Permits are on the way for last section of east-west thoroughfare

BY MICHAEL ACKER Staff Writer
South Brunswick Sentinel, November 26, 2008

The state Department of Environmental Protection recently told South Brunswick officials that they would get the permits needed to complete construction of Route 522 between Routes 130 and 535 near the New Jersey Turnpike overpass by early next year.

The township is hoping to complete construction of the county road's final twomile stretch by the end of 2009.

The decision comes after a long negotiation process. South Brunswick's Traffic Advisory Council, including member Al Kady, has been working on this effort for four years, according to township spokesman Ron Schmalz. Developers in town are paying for part of the construction effort, relieving the town of some of the roughly $6 million worth of construction expenses, Schmalz said.

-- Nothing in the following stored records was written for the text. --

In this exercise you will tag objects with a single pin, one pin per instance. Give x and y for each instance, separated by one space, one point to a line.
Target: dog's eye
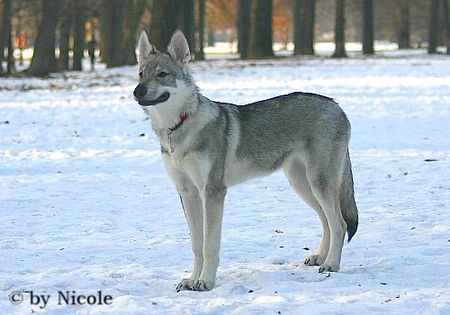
162 74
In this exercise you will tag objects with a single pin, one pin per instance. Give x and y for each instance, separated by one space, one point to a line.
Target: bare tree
368 27
164 21
6 39
243 20
339 30
261 30
200 54
134 10
433 27
446 8
187 22
403 13
65 27
44 60
304 23
79 33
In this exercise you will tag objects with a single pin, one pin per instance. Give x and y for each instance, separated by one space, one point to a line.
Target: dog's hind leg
296 173
324 183
193 211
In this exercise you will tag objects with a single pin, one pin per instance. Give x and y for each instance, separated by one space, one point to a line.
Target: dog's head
163 77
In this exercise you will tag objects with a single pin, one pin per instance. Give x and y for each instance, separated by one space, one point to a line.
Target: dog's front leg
193 211
213 199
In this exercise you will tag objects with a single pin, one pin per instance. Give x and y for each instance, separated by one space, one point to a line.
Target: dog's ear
179 48
145 48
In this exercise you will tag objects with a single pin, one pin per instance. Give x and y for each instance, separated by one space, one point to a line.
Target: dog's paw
185 285
202 285
328 268
313 260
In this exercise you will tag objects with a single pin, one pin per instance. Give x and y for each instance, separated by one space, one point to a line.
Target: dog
209 146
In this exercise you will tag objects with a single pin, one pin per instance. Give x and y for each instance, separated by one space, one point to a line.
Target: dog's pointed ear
145 48
179 48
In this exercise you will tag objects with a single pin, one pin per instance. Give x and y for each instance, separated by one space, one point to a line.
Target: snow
86 204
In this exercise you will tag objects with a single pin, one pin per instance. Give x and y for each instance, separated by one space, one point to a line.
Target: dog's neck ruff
183 118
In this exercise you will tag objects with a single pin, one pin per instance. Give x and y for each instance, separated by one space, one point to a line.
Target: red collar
183 118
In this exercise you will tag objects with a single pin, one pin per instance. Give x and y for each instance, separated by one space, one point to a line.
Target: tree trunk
244 12
6 39
339 30
200 55
446 8
304 21
433 27
368 27
3 37
187 23
133 14
261 30
64 38
165 21
79 34
44 60
106 36
404 24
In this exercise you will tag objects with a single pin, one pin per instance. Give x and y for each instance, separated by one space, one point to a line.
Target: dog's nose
140 91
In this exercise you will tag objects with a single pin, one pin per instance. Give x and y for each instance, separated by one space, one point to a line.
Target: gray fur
222 144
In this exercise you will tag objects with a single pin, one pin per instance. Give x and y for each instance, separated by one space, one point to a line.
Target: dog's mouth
164 97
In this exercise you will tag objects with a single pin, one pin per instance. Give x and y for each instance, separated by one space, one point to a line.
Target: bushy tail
347 199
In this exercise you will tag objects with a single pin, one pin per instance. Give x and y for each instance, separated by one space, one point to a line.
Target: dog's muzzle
140 91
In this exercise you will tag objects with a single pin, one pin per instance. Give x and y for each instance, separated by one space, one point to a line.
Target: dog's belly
240 171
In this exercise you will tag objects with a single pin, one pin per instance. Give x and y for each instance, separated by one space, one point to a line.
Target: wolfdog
210 146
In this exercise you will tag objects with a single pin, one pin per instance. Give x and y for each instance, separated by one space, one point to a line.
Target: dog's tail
347 199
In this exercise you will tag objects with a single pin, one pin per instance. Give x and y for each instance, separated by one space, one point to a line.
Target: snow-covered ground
85 203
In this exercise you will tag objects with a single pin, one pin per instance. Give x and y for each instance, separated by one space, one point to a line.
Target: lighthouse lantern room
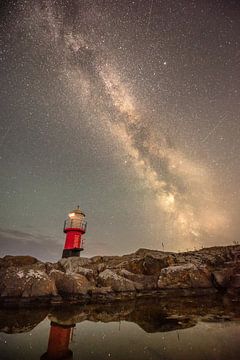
74 228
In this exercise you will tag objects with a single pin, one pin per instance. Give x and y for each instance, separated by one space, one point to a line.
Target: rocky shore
24 280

In addition, the township was granted the permits necessary in order to install traffic lights and widen the intersection at Deans Rhode Hall Road and Fresh Ponds Road. In the case of both this intersection and Route 522, state land is needed.

These permits are long awaited and eagerly anticipated by officials and residents, officials said. Truck traffic is commonplace on local roads near New Jersey Turnpike Exit 8A and the completion of Route 522 would relieve truck traffic in the area by offering truckers another way to get to Routes 1, 130 and 27, Councilman Joseph J. Camarota Jr. said.

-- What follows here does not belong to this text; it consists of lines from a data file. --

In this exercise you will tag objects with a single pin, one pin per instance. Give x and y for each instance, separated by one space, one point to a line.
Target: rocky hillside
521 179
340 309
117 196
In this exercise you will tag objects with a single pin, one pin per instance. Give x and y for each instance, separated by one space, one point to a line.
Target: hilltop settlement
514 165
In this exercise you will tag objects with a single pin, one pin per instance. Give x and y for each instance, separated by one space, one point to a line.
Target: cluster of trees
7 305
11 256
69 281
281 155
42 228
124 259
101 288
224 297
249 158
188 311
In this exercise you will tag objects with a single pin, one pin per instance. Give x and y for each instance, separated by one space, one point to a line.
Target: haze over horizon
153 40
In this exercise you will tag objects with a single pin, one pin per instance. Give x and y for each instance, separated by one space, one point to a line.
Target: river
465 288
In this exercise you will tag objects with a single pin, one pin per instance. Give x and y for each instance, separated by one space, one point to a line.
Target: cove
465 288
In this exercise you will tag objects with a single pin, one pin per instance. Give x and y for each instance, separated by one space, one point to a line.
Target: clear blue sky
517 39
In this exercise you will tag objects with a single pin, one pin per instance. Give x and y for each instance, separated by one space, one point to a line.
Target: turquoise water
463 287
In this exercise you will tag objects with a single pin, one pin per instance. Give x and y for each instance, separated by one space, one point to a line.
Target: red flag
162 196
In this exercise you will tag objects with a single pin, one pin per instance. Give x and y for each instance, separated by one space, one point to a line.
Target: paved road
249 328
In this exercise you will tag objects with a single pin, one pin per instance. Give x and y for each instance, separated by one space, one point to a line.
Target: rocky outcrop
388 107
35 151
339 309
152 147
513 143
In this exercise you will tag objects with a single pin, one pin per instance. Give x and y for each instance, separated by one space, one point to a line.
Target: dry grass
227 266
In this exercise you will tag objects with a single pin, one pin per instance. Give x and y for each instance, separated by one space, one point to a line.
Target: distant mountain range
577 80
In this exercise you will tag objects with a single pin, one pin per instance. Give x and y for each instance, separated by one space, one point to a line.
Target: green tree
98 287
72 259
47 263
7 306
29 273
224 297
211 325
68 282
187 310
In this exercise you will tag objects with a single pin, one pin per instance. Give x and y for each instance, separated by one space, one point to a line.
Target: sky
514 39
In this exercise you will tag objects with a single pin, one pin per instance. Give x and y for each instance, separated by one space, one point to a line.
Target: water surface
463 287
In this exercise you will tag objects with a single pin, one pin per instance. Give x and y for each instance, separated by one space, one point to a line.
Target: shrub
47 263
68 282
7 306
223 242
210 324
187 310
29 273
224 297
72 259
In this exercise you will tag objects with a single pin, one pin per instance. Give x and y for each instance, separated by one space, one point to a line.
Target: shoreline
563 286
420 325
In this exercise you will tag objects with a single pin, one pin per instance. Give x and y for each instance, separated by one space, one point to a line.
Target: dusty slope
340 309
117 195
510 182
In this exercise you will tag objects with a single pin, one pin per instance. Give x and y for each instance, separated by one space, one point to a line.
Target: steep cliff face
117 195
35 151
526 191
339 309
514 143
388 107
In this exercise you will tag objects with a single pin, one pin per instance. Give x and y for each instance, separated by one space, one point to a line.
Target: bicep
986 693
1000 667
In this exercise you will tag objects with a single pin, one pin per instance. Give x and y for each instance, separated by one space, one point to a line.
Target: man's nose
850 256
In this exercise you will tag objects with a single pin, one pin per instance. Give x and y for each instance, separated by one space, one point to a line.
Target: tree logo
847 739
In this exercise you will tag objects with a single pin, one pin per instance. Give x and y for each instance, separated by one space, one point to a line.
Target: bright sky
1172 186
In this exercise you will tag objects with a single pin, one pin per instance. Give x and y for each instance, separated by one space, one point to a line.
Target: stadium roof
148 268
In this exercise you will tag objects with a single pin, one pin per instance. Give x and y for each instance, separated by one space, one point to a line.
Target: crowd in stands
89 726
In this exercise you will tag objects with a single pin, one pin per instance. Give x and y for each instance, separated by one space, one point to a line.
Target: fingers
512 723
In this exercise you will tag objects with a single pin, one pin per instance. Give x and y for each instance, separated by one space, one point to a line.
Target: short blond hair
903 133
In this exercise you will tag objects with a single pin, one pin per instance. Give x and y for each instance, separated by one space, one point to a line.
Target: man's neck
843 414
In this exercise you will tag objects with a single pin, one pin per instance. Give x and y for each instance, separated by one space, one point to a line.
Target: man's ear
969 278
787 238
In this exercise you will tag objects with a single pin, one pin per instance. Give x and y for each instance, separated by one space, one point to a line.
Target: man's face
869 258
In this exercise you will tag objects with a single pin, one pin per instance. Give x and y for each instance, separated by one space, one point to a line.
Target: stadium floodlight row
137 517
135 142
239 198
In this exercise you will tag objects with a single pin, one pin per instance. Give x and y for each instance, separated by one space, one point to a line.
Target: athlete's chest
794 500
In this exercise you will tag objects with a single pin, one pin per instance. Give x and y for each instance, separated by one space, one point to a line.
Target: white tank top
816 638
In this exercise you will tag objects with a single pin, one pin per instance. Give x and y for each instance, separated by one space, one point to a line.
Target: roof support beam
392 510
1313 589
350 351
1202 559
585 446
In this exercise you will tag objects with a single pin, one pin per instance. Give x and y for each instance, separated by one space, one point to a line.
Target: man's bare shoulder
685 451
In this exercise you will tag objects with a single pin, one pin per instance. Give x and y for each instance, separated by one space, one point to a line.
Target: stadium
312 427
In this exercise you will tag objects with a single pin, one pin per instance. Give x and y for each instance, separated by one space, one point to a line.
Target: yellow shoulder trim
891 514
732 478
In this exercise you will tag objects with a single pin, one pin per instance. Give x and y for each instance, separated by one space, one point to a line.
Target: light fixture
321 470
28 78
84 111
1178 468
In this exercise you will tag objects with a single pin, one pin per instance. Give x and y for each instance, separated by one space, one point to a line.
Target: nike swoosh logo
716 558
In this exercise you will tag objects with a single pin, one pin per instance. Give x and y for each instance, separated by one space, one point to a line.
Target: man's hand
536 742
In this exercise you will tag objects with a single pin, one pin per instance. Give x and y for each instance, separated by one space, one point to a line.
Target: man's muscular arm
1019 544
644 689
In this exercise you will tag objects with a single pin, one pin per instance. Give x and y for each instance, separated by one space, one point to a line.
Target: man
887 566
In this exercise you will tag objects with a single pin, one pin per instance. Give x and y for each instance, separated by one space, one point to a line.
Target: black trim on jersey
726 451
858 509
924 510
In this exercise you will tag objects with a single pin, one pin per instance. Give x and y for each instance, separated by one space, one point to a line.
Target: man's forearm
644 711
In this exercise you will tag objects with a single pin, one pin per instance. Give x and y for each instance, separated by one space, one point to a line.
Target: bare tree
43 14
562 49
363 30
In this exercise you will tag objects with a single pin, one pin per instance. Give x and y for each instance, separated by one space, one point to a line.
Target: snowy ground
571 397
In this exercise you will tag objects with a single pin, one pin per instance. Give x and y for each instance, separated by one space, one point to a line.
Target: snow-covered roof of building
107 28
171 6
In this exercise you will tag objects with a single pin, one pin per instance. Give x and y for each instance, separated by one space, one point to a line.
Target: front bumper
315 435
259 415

"That is why it was so important," he said.

The completion of Route 522 is preferable to the New Jersey Turnpike Authority's original proposal of Route 92, a toll road that would go from the Turnpike exit in town to Route 1.

Camarota said Route 92 was disliked by residents and officials due to the need for condemning homes and filling in a greater amount of wetlands. He noted that the plan for Route 92 was several decades old and it would have added at least 8,000 vehicles of traffic onto Route 1 at Ridge Road.

Roughly three acres of wetlands would be filled in adjacent to Pigeon Swamp State Park, Camarota said. In exchange, the township gave the state 50 acres for the purpose of preserving it as open space.